The players were packing up, promising to meet again next week. The singing mice detached their whiskers and ears. The room emptied of the scented, highly coloured throng and left it to the students and the English class, which was also putting its notebooks away and returning its cups. Soon the room was relatively quiet.
'This is Miss Fisher,' Simon introduced her. 'You've met her before. This is David Kaplan, this is his brother Solly and his brother Abe, this is Isaac Cohen and this is Yossi Liebermann—you going to run away again, Yossi?' Yossi ducked his head at Phryne and muttered something which no one could hear. He got up abruptly and went out.
Phryne sat down, careful of her stockings on the scratchy wooden chair. Simon supplied her with a cup and one of the Kaplans poured her some thin tea. Phryne did not look for milk or sugar. She opened her cigarette case and offered the company a gasper.
They all accepted.
'I've been hearing about Zionism,' she began.
'From Simon?' asked David Kaplan incredulously. 'You've been hearing about Zionism from Simon? You've been hearing about Zionism from Simon?'
'Why not?' asked Phryne. 'Doesn't he know about it?'
'Simon is a theorist,' scoffed Solly Kaplan.
'And you're not?' Phryne decided that this was going to be one of those robust debates and returned the ball briskly.
'We are for Practical Zionism. These governments— they will not listen to us. The best argument is force,' snarled Isaac Cohen.
'Force? Hasn't enough blood been shed? Besides, the armies of Zion, whoever heard of such a thing? Jews do not fight,' objected Simon.

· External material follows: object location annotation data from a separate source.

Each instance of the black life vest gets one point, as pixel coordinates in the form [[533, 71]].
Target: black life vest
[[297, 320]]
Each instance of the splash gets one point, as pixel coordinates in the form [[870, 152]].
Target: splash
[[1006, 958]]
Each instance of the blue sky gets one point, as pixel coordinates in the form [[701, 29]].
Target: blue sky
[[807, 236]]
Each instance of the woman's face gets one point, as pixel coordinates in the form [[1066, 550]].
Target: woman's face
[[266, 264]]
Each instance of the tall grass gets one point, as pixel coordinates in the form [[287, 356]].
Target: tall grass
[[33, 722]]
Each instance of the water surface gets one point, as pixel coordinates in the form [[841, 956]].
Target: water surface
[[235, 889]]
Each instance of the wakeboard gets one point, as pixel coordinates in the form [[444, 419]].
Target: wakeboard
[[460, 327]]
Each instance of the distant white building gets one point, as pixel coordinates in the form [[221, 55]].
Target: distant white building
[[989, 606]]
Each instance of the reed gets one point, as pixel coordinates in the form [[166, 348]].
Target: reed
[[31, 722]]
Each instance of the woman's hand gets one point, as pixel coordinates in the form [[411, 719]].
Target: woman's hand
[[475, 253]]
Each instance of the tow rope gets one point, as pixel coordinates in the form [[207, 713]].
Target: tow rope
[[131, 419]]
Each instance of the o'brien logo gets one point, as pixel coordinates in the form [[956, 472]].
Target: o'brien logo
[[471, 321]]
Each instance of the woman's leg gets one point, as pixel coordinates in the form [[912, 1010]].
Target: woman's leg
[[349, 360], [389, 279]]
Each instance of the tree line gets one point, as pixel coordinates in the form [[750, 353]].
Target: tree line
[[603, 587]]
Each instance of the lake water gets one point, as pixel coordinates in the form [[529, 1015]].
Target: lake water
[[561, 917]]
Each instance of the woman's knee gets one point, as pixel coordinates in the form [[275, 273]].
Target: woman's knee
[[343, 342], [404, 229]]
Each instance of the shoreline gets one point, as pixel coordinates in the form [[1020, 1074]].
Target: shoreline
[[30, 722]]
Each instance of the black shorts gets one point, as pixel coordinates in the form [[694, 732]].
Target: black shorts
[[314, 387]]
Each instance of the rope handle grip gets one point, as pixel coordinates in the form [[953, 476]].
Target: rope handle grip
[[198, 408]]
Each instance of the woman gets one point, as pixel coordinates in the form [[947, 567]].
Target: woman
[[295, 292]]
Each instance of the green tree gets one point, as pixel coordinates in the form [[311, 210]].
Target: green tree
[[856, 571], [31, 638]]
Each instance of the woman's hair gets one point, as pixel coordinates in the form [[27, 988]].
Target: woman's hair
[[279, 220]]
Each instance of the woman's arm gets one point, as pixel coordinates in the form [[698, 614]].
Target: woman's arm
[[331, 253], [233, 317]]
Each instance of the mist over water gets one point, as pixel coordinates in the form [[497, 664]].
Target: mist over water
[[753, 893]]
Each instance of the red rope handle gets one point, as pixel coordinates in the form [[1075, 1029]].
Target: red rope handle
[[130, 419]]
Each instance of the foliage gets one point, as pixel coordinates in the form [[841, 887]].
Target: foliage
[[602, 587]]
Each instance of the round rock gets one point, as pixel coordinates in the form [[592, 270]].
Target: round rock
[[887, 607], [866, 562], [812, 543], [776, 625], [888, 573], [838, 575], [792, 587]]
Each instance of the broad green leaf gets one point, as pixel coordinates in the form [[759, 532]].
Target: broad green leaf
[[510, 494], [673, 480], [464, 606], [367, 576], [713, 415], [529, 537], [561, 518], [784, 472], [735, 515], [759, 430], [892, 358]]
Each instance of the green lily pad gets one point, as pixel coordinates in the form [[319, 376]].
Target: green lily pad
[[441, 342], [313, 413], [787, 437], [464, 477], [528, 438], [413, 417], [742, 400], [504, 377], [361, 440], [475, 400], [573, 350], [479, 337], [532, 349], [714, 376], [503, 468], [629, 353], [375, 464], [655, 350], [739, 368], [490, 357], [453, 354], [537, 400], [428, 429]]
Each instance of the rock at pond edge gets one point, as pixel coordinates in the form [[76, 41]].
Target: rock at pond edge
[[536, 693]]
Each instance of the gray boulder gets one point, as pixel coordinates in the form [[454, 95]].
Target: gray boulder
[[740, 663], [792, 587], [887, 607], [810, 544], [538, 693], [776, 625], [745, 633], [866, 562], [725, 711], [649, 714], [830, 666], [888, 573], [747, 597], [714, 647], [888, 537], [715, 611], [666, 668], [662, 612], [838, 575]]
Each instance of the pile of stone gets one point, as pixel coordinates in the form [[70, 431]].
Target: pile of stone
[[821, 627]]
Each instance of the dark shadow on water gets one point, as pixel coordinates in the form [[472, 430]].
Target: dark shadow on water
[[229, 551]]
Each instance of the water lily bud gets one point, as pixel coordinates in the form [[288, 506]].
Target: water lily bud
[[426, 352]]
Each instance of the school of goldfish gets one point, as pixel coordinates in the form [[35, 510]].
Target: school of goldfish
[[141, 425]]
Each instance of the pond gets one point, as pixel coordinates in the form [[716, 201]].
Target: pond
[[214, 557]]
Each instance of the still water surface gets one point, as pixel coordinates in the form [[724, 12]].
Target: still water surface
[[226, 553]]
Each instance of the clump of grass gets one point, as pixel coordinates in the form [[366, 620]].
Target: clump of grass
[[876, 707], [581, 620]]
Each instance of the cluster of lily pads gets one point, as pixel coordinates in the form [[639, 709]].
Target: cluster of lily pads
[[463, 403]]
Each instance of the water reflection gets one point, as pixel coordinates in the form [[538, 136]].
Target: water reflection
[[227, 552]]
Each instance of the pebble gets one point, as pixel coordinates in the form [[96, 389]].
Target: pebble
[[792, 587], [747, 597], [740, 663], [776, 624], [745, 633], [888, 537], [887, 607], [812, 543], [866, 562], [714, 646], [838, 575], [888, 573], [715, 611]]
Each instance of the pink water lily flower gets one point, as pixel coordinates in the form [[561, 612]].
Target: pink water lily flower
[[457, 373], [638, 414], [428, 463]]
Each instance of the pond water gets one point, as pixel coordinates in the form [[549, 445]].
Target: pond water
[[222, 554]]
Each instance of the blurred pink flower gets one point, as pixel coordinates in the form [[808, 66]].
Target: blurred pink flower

'No, we just die,' snapped Abraham Kaplan. 'What do you mean, Jews do not fight? Have we not been in armies? Have we not won the Croix de Guerre and the Iron Cross and the Victoria Cross?'
'Not all at once. There will always be brave men. But you are not talking about a country, with a government and an army and borders on a map. We have no country,' said Simon.
'We should take one, then.' Isaac Cohen was thin and his liquid eyes seemed designed for love-making, not war.
'You are still of the opinion that we should declare war on the Arabs and take the land?' asked Simon.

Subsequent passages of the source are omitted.